Cornastone Telecommunications (Pty) Ltd

2016 winner of the MTN Award for Excellence in the Management of Innovation
Category for medium enterprises

‘Fail-fast’ philosophy fuels innovation at Cornastone

Nothing succeeds like failure: the faster you embrace and process your failures, the more likely it is that success will follow. Just watch any child getting to grips with life.

“Kids start to learn by failing. In business, you have to anticipate and plan for potential failure. Except we don’t see it as failure, we see it as learning. When we fail, we learn how not to do it the next time,” says Ansu Sooful, managing director of Cornastone Telecommunications.

The notion of failing fast is not just an unusual business philosophy; it’s a real and practical way of seeking innovation and this is why a “fail-fast” culture is deeply embedded in the way Cornastone works.

“We have a formalised innovation process, driven by our Thinktank, with multiple gates to pass through,” says Sooful.

Innovations go through gates

Thinktank is a monthly gathering where Cornastone’s senior managers and specialists consider new ideas and review existing innovation projects.

“You get a five-minute slot to present your idea. If we like it, we give you resources and a budget, and three months for a proof of concept,” Sooful says. “Three months - that’s the first innovation gate.”

If no real progress has been made after three months, the company pulls the plug on the project. “If nothing has happened in three months, nothing is going to happen,” he says simply.

But if the first three months have produced real results, the idea receives the green light again. “You get more budget and another three months - that’s the second gate.”

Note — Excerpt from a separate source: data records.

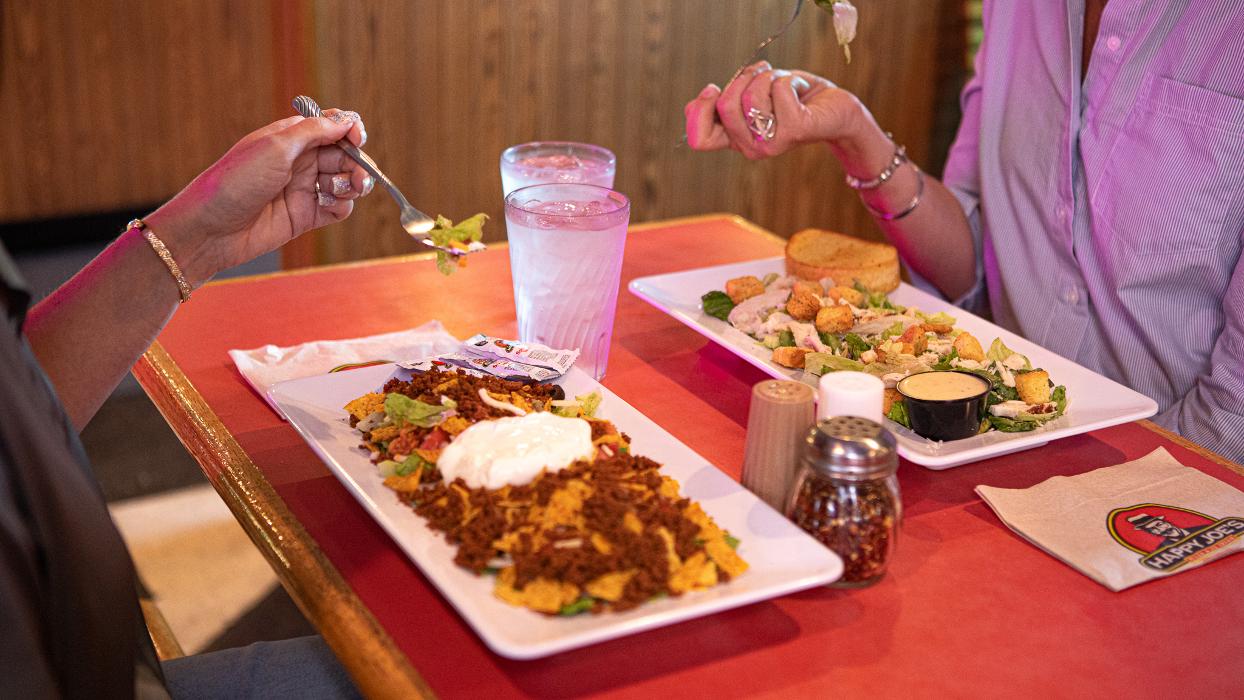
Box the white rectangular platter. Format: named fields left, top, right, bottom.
left=629, top=257, right=1158, bottom=469
left=270, top=364, right=842, bottom=659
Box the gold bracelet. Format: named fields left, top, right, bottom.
left=126, top=219, right=190, bottom=303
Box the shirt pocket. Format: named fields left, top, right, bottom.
left=1093, top=75, right=1244, bottom=255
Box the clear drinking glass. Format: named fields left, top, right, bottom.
left=501, top=140, right=617, bottom=196
left=505, top=183, right=631, bottom=379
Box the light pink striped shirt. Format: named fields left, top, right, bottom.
left=944, top=0, right=1244, bottom=461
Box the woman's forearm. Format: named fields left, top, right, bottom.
left=830, top=106, right=977, bottom=298
left=25, top=218, right=180, bottom=430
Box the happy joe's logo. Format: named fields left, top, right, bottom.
left=1106, top=504, right=1244, bottom=571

And so it goes, passing three-month gate after three-month gate for a year. Ideas that are still standing after the first year and have reached or exceeded all the defined milestones then receive backing from Cornastone. “That means big budget and a drive to commercialise,” Sooful says.

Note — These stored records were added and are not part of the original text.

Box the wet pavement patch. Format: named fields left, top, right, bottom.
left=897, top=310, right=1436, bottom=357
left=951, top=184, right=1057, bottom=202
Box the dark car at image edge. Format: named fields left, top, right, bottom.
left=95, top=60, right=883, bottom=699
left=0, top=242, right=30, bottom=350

But it doesn’t mean the earnings will come flowing in thick and fast - not yet, anyway.

Innovate now, profit later

“With our innovations, the drive is to be making money in a three-year timeframe. The first two years are spent on full-blown development and in year three, the focus shifts to marketing and sales,” says Sooful.

The innovation that particularly impressed the TT100 adjudicators - Cornastone’s Data Discovery solution - actually took longer than three years to come to fruition. “Data Discovery was in development for the last five years and is only growing and generating revenue now.”

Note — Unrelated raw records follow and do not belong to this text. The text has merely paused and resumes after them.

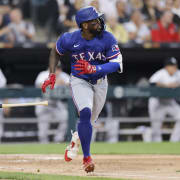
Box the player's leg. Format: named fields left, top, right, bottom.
left=91, top=79, right=108, bottom=122
left=53, top=101, right=68, bottom=142
left=168, top=102, right=180, bottom=142
left=66, top=77, right=94, bottom=169
left=148, top=99, right=165, bottom=142
left=35, top=106, right=52, bottom=143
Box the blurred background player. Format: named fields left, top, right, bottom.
left=35, top=65, right=69, bottom=143
left=42, top=6, right=123, bottom=173
left=149, top=57, right=180, bottom=142
left=0, top=69, right=7, bottom=142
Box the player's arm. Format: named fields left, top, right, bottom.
left=49, top=47, right=61, bottom=73
left=42, top=35, right=66, bottom=93
left=74, top=55, right=123, bottom=76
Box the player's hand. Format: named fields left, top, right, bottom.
left=41, top=73, right=56, bottom=93
left=74, top=59, right=96, bottom=75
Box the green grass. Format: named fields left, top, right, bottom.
left=0, top=142, right=180, bottom=154
left=0, top=172, right=127, bottom=180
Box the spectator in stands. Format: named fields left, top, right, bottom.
left=128, top=0, right=143, bottom=12
left=163, top=0, right=174, bottom=11
left=8, top=8, right=35, bottom=45
left=172, top=0, right=180, bottom=27
left=106, top=16, right=129, bottom=44
left=57, top=0, right=84, bottom=35
left=35, top=65, right=69, bottom=143
left=116, top=0, right=129, bottom=23
left=0, top=69, right=7, bottom=141
left=125, top=10, right=151, bottom=44
left=0, top=13, right=13, bottom=43
left=151, top=11, right=179, bottom=43
left=0, top=1, right=11, bottom=28
left=141, top=0, right=160, bottom=27
left=90, top=0, right=100, bottom=12
left=148, top=57, right=180, bottom=142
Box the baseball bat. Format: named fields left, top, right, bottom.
left=0, top=101, right=48, bottom=108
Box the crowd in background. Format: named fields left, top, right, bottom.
left=0, top=0, right=180, bottom=47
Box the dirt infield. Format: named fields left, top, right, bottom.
left=0, top=155, right=180, bottom=180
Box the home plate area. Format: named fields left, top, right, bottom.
left=0, top=154, right=180, bottom=180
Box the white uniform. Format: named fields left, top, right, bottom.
left=149, top=68, right=180, bottom=142
left=0, top=69, right=6, bottom=141
left=35, top=71, right=69, bottom=143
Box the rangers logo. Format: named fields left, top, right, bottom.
left=112, top=44, right=119, bottom=52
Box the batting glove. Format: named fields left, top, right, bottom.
left=74, top=59, right=96, bottom=75
left=41, top=73, right=56, bottom=93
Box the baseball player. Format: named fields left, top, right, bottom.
left=0, top=69, right=7, bottom=142
left=42, top=6, right=123, bottom=173
left=148, top=57, right=180, bottom=142
left=35, top=65, right=69, bottom=143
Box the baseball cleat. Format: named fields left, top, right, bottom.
left=64, top=131, right=80, bottom=162
left=83, top=156, right=95, bottom=173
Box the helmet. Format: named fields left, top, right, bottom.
left=75, top=6, right=105, bottom=30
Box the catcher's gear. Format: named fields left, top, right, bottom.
left=41, top=73, right=56, bottom=93
left=75, top=6, right=105, bottom=31
left=74, top=59, right=96, bottom=75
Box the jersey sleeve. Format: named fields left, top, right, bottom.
left=106, top=33, right=121, bottom=60
left=56, top=34, right=68, bottom=55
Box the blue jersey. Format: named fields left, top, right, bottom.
left=56, top=30, right=120, bottom=80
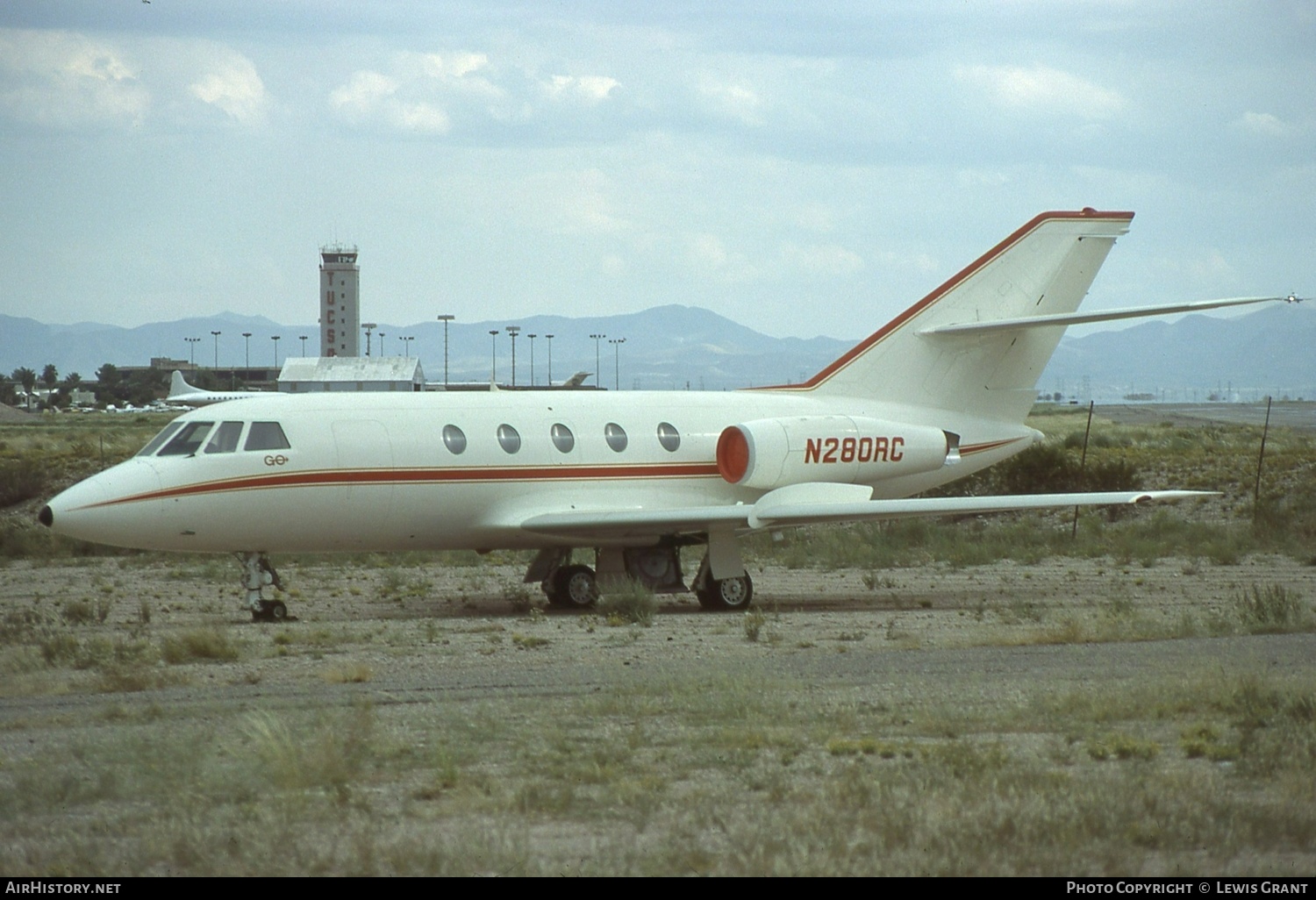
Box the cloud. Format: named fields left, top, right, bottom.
left=329, top=71, right=397, bottom=113
left=189, top=54, right=266, bottom=124
left=699, top=75, right=763, bottom=128
left=547, top=75, right=621, bottom=105
left=329, top=71, right=453, bottom=134
left=955, top=66, right=1128, bottom=118
left=1234, top=112, right=1294, bottom=137
left=0, top=29, right=152, bottom=128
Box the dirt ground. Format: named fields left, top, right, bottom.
left=0, top=557, right=1316, bottom=718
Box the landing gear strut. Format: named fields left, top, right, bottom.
left=242, top=553, right=289, bottom=623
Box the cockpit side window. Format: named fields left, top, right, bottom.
left=205, top=423, right=242, bottom=453
left=242, top=423, right=292, bottom=450
left=155, top=423, right=215, bottom=457
left=137, top=423, right=183, bottom=457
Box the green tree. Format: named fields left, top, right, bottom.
left=10, top=366, right=37, bottom=412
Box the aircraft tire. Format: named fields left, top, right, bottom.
left=252, top=600, right=289, bottom=623
left=549, top=566, right=599, bottom=610
left=695, top=573, right=755, bottom=612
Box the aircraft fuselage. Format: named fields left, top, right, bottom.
left=50, top=391, right=1037, bottom=553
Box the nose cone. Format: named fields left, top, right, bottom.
left=37, top=460, right=161, bottom=547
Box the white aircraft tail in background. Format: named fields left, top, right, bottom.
left=165, top=368, right=273, bottom=407
left=39, top=210, right=1286, bottom=618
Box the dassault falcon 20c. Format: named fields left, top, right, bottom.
left=39, top=210, right=1300, bottom=620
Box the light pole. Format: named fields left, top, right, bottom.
left=439, top=313, right=455, bottom=389
left=503, top=325, right=521, bottom=387
left=608, top=339, right=626, bottom=391
left=590, top=334, right=608, bottom=387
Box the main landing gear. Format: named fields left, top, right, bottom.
left=242, top=553, right=289, bottom=623
left=694, top=557, right=755, bottom=612
left=544, top=565, right=599, bottom=610
left=526, top=546, right=755, bottom=612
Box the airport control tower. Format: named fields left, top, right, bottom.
left=320, top=244, right=361, bottom=357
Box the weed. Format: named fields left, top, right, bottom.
left=1087, top=732, right=1161, bottom=762
left=1234, top=584, right=1308, bottom=634
left=320, top=662, right=374, bottom=684
left=161, top=628, right=240, bottom=666
left=744, top=607, right=768, bottom=642
left=512, top=632, right=552, bottom=650
left=597, top=579, right=658, bottom=628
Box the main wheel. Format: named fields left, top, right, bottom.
left=695, top=573, right=755, bottom=612
left=549, top=566, right=599, bottom=610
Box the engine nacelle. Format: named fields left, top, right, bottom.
left=718, top=416, right=960, bottom=491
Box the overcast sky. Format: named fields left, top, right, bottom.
left=0, top=0, right=1316, bottom=339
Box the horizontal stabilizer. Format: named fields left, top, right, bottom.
left=919, top=294, right=1303, bottom=337
left=521, top=484, right=1216, bottom=542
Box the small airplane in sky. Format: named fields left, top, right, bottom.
left=39, top=210, right=1284, bottom=620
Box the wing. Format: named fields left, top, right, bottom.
left=521, top=484, right=1215, bottom=544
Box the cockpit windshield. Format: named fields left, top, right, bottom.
left=155, top=423, right=215, bottom=457
left=137, top=421, right=292, bottom=457
left=205, top=423, right=242, bottom=453
left=137, top=423, right=183, bottom=457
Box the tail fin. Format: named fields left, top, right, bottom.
left=797, top=210, right=1134, bottom=421
left=165, top=368, right=197, bottom=400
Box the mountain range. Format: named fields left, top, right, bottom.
left=0, top=304, right=1316, bottom=402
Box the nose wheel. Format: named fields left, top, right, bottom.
left=252, top=600, right=289, bottom=623
left=242, top=553, right=296, bottom=623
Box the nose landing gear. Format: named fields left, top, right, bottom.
left=242, top=553, right=289, bottom=623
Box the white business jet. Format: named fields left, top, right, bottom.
left=39, top=210, right=1295, bottom=620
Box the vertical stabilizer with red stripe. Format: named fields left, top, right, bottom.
left=800, top=210, right=1134, bottom=423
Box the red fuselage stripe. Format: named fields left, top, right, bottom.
left=84, top=463, right=718, bottom=510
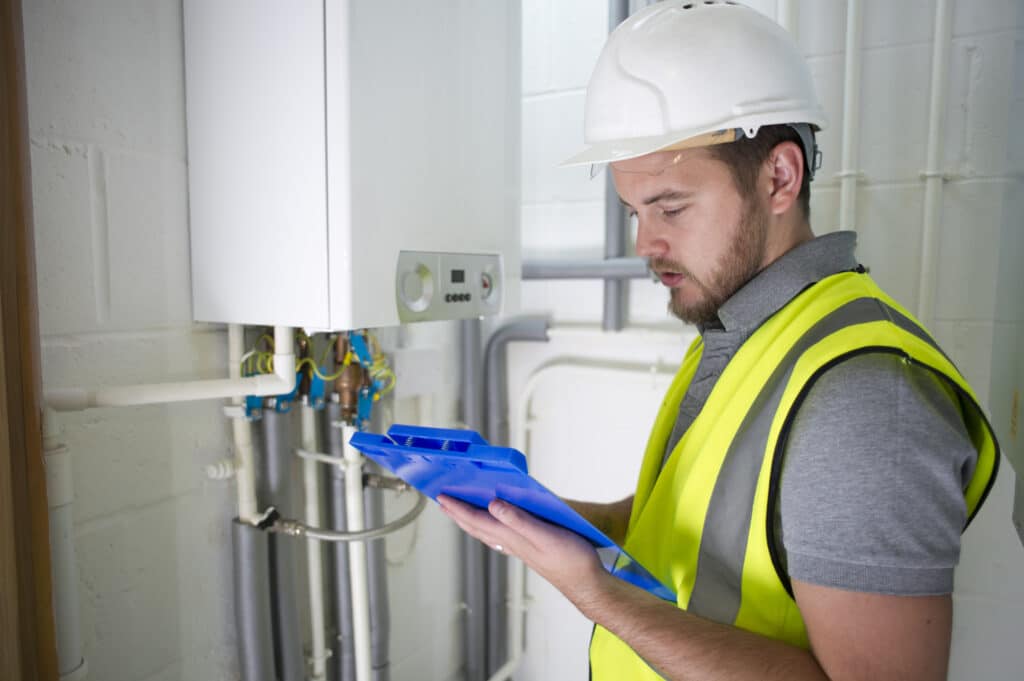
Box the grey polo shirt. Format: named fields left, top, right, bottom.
left=666, top=231, right=977, bottom=595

Data Discovery is a Big Data platform that is able to ingest large volumes of data in any format - video, text, images, audio, business data and social media. The platform provides real-time analytics to deliver comprehensive business insight.

The point to remember about innovation, Sooful says, is this: “Most innovations only start generating returns in three to five years and you therefore always need to have several initiatives on the go. I believe that in business we have to assume our current revenue stream will not exist in the next three years. That’s why we’re always on the lookout for the next innovation. We never stop.”